We're pretty lucky with our fermenters.. well, apart from them being right awkward to clean, they're in amazingly good nick for 40+ year old dairy tanks and we rarely have any issues with them or anything connected to them.
We brewed Waen Pamplemousse into FV2 the other week, 2400 litres of it, and everything was going to plan until Gav dry-hopped it with 5kg each of Citra and Cascade... it suddenly went mad and frothed up everywhere! And, because our FVs are upstairs on the mezz, said froth went cascading down onto the floor below... and all over the steel table which is used for everything from saccharometers to glasses to RJT connectors to connectors to tubes to.. well, just about everything else. And what a mess it caused!

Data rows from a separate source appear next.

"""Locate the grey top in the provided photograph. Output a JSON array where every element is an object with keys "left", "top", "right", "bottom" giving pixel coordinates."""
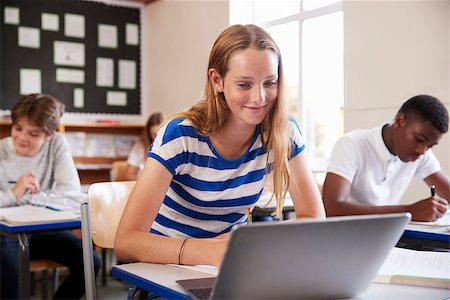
[{"left": 0, "top": 133, "right": 81, "bottom": 207}]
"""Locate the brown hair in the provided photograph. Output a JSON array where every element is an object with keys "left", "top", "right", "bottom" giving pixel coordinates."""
[
  {"left": 11, "top": 94, "right": 65, "bottom": 135},
  {"left": 145, "top": 112, "right": 164, "bottom": 144},
  {"left": 170, "top": 24, "right": 290, "bottom": 217}
]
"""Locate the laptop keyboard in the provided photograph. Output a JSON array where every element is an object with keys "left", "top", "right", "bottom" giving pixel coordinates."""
[{"left": 188, "top": 287, "right": 212, "bottom": 300}]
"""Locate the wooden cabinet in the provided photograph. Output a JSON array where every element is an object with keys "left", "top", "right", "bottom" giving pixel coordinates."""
[{"left": 0, "top": 119, "right": 144, "bottom": 184}]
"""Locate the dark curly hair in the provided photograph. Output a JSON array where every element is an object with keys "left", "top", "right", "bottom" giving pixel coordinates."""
[{"left": 398, "top": 95, "right": 448, "bottom": 134}]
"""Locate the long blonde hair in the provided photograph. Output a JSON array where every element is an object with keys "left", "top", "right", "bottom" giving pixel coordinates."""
[{"left": 171, "top": 24, "right": 291, "bottom": 217}]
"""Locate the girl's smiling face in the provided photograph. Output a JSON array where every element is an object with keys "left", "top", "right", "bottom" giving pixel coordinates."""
[
  {"left": 11, "top": 117, "right": 52, "bottom": 157},
  {"left": 210, "top": 47, "right": 279, "bottom": 130}
]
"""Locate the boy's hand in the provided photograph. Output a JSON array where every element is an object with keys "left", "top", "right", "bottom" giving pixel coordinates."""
[
  {"left": 408, "top": 197, "right": 448, "bottom": 222},
  {"left": 12, "top": 171, "right": 40, "bottom": 200}
]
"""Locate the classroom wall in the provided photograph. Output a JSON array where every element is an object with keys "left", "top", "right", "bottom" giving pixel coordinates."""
[
  {"left": 143, "top": 0, "right": 229, "bottom": 117},
  {"left": 141, "top": 0, "right": 448, "bottom": 204},
  {"left": 344, "top": 0, "right": 450, "bottom": 203}
]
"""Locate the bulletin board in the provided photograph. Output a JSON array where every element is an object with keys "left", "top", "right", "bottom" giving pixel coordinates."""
[{"left": 0, "top": 0, "right": 141, "bottom": 115}]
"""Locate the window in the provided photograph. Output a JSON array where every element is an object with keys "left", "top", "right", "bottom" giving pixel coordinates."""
[{"left": 230, "top": 1, "right": 343, "bottom": 170}]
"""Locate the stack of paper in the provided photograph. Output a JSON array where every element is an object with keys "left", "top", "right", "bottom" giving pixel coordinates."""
[
  {"left": 375, "top": 247, "right": 450, "bottom": 289},
  {"left": 0, "top": 205, "right": 79, "bottom": 224}
]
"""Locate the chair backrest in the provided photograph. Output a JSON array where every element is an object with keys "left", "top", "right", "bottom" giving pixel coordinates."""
[
  {"left": 81, "top": 181, "right": 135, "bottom": 300},
  {"left": 110, "top": 160, "right": 129, "bottom": 182},
  {"left": 88, "top": 181, "right": 135, "bottom": 248}
]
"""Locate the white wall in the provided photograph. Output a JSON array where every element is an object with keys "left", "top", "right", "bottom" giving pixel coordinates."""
[
  {"left": 344, "top": 0, "right": 450, "bottom": 203},
  {"left": 143, "top": 0, "right": 229, "bottom": 118}
]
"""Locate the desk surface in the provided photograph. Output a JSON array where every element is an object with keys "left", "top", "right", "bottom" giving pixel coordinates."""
[
  {"left": 112, "top": 262, "right": 449, "bottom": 300},
  {"left": 0, "top": 208, "right": 81, "bottom": 300},
  {"left": 0, "top": 219, "right": 81, "bottom": 233},
  {"left": 0, "top": 205, "right": 81, "bottom": 233}
]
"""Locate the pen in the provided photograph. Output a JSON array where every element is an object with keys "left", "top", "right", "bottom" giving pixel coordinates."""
[
  {"left": 8, "top": 180, "right": 16, "bottom": 184},
  {"left": 46, "top": 205, "right": 61, "bottom": 211},
  {"left": 430, "top": 184, "right": 436, "bottom": 197},
  {"left": 247, "top": 207, "right": 252, "bottom": 224}
]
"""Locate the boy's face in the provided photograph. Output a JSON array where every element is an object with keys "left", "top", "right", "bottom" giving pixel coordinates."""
[
  {"left": 393, "top": 114, "right": 442, "bottom": 162},
  {"left": 11, "top": 117, "right": 52, "bottom": 157}
]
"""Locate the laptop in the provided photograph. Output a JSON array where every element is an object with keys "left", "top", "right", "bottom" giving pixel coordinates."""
[{"left": 177, "top": 213, "right": 411, "bottom": 299}]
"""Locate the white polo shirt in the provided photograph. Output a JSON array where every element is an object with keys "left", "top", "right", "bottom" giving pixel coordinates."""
[
  {"left": 127, "top": 141, "right": 146, "bottom": 173},
  {"left": 327, "top": 125, "right": 441, "bottom": 205}
]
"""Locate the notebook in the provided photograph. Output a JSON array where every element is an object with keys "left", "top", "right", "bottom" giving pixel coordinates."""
[
  {"left": 0, "top": 205, "right": 80, "bottom": 224},
  {"left": 177, "top": 213, "right": 411, "bottom": 300}
]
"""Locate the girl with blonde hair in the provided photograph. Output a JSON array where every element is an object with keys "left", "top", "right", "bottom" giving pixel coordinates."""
[{"left": 115, "top": 24, "right": 324, "bottom": 279}]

This happens occasionally in the CTs when we dry hop, and there seems no rhyme nor reason for it happening in there... obviously it's too much dissolved Co2 in the beer and so the pellets, once they break down into ickle hop bits, form nucleation points which attracts the Co2 resulting in lots of foam! But we've only ever had it happen once in an FV and that was the infamous incident with brew 1 of Snowball and the sugar addition....

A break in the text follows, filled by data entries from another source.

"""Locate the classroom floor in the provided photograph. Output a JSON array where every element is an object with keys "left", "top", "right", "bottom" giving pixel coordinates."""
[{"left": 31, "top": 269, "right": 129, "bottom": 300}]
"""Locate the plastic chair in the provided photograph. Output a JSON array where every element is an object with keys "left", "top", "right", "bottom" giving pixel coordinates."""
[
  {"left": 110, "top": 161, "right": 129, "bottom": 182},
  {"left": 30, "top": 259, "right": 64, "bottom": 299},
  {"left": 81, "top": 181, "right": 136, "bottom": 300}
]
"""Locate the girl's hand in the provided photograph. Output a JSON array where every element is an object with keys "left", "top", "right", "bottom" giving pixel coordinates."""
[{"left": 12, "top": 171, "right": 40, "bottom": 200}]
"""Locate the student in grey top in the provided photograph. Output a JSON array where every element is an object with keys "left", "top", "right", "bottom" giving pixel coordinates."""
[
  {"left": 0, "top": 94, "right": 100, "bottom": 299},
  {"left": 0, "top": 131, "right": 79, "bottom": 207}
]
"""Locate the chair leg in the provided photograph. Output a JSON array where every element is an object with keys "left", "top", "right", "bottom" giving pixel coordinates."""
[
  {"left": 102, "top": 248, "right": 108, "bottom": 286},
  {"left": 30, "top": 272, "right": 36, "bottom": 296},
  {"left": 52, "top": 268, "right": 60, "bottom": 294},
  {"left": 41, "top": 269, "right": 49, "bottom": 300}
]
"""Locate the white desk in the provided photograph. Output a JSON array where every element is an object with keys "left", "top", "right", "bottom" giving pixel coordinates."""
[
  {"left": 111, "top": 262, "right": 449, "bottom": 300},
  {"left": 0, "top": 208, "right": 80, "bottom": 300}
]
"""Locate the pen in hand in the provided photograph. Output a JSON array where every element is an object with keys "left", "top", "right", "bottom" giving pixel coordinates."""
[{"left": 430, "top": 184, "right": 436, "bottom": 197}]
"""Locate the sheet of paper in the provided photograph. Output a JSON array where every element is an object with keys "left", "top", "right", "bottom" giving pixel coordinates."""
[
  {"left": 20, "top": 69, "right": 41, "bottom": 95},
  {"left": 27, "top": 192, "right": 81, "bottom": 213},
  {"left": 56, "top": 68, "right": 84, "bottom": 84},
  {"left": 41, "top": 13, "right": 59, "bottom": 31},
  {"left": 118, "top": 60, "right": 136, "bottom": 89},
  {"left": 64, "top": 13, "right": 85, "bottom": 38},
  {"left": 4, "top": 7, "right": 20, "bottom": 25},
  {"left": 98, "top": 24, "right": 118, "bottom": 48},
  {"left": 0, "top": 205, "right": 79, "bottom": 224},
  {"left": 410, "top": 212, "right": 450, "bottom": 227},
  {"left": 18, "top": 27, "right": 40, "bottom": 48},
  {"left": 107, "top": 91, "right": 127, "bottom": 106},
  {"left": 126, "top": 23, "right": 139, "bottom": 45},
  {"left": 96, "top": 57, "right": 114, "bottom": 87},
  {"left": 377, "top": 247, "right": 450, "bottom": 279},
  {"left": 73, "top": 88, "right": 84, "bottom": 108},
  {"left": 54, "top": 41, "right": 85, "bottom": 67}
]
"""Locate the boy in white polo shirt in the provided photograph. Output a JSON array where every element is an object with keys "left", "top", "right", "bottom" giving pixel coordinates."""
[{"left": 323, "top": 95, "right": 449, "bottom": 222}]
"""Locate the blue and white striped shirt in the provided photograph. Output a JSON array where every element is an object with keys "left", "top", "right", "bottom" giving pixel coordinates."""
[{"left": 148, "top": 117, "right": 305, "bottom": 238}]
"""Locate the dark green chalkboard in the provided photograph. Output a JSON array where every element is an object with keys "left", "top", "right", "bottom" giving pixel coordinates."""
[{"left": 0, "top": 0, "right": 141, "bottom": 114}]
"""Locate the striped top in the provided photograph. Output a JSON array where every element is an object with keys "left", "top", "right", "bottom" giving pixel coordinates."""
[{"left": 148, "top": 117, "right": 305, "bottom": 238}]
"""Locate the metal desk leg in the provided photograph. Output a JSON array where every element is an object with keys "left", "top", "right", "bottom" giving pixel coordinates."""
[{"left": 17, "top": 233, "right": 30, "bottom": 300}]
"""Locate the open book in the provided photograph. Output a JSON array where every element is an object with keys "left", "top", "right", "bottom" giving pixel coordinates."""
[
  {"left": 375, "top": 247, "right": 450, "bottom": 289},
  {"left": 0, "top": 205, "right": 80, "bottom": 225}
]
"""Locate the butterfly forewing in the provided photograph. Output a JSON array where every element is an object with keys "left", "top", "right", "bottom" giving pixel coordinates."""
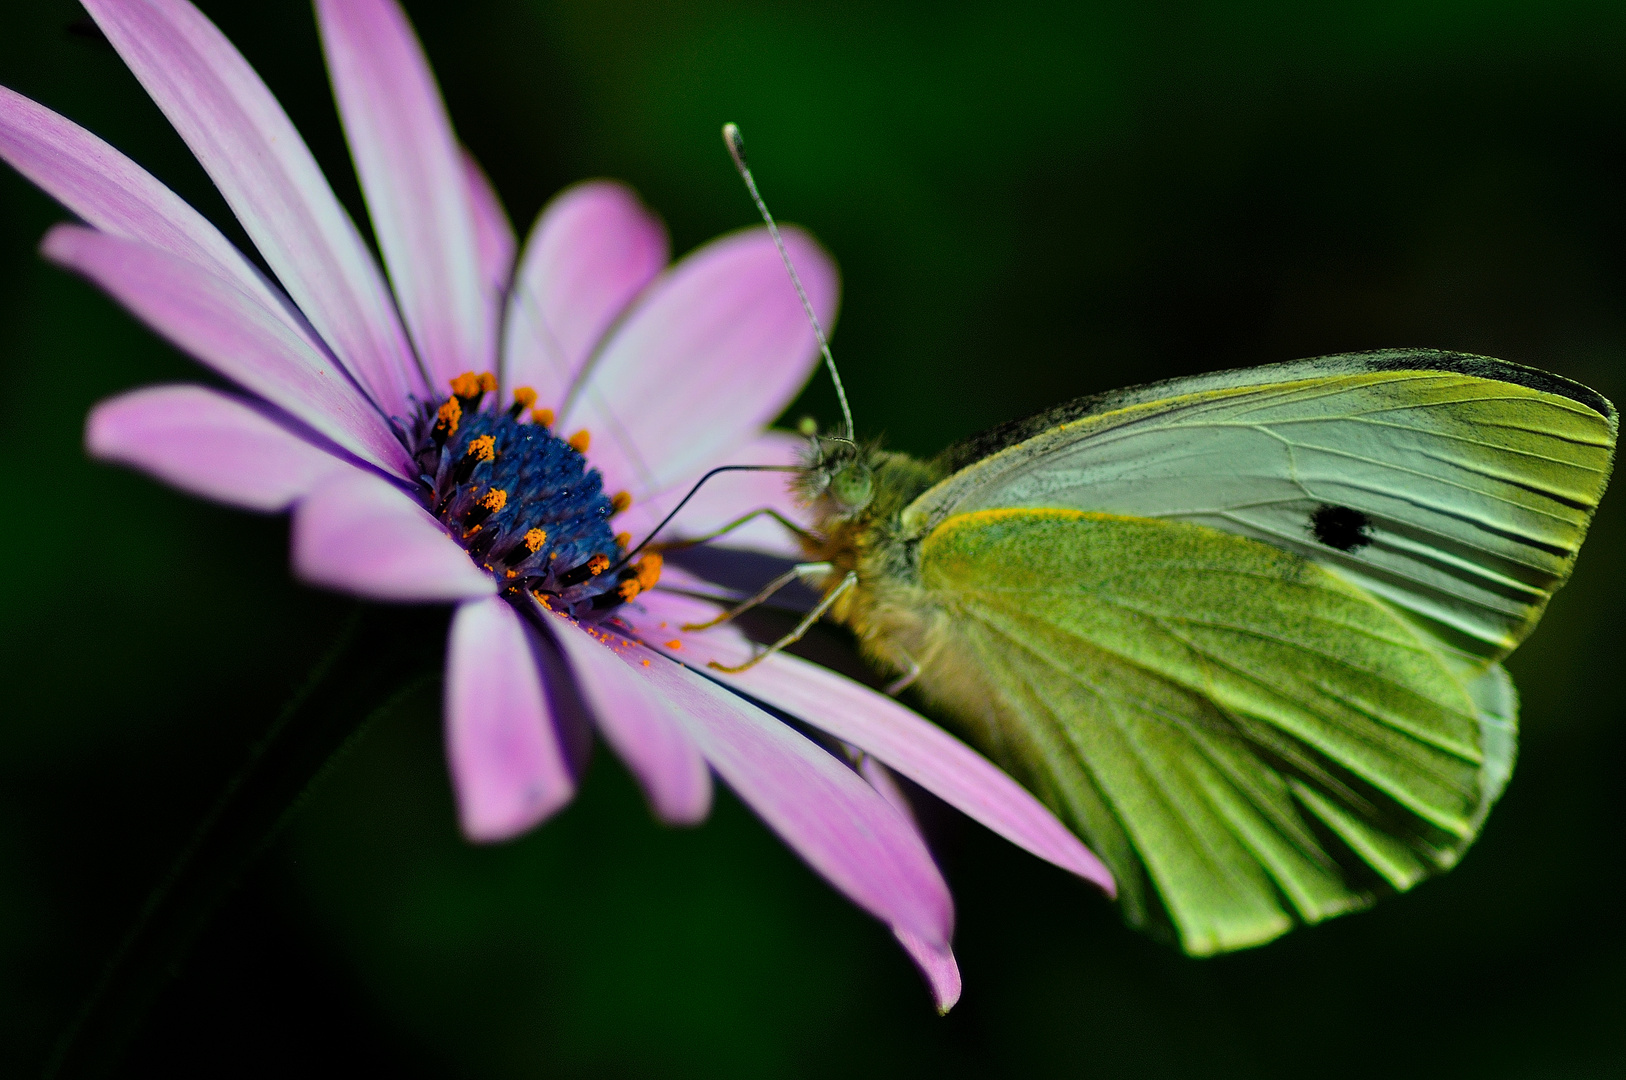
[
  {"left": 914, "top": 508, "right": 1520, "bottom": 953},
  {"left": 904, "top": 351, "right": 1618, "bottom": 668}
]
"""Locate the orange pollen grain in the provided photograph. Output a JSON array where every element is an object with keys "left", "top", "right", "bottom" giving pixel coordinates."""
[
  {"left": 587, "top": 554, "right": 610, "bottom": 576},
  {"left": 523, "top": 527, "right": 548, "bottom": 553},
  {"left": 512, "top": 386, "right": 537, "bottom": 410},
  {"left": 610, "top": 491, "right": 632, "bottom": 514},
  {"left": 477, "top": 371, "right": 498, "bottom": 393},
  {"left": 479, "top": 488, "right": 508, "bottom": 512},
  {"left": 449, "top": 371, "right": 482, "bottom": 398},
  {"left": 641, "top": 659, "right": 651, "bottom": 667},
  {"left": 531, "top": 407, "right": 555, "bottom": 428},
  {"left": 568, "top": 429, "right": 591, "bottom": 453},
  {"left": 466, "top": 434, "right": 496, "bottom": 462},
  {"left": 614, "top": 532, "right": 631, "bottom": 550},
  {"left": 664, "top": 639, "right": 682, "bottom": 650},
  {"left": 618, "top": 579, "right": 643, "bottom": 601},
  {"left": 435, "top": 397, "right": 462, "bottom": 435}
]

My theory is that, as Sue's beers are fermented warmer than ours, this higher temperature means the beer can hold less Co2 in saturation so maybe this meant that more came out due to the nucleation points than is normal? hey, I'm not a scientist so don't know, I'm just bringing my limited experience of "what happens" to the table...
Anyhow, this resultant foam party meant the dry hop charge ended up partly all over the floor and stuck all inside the top of the fermenter necessitating what's trendily called a "deep clean" but in reality meant me getting in to scrub the underside of the FV and getting caustic all over my head and arse.... yeah, cheers then, if more were needed yet another confirmation that brewing isn't the glamorous profession people make out!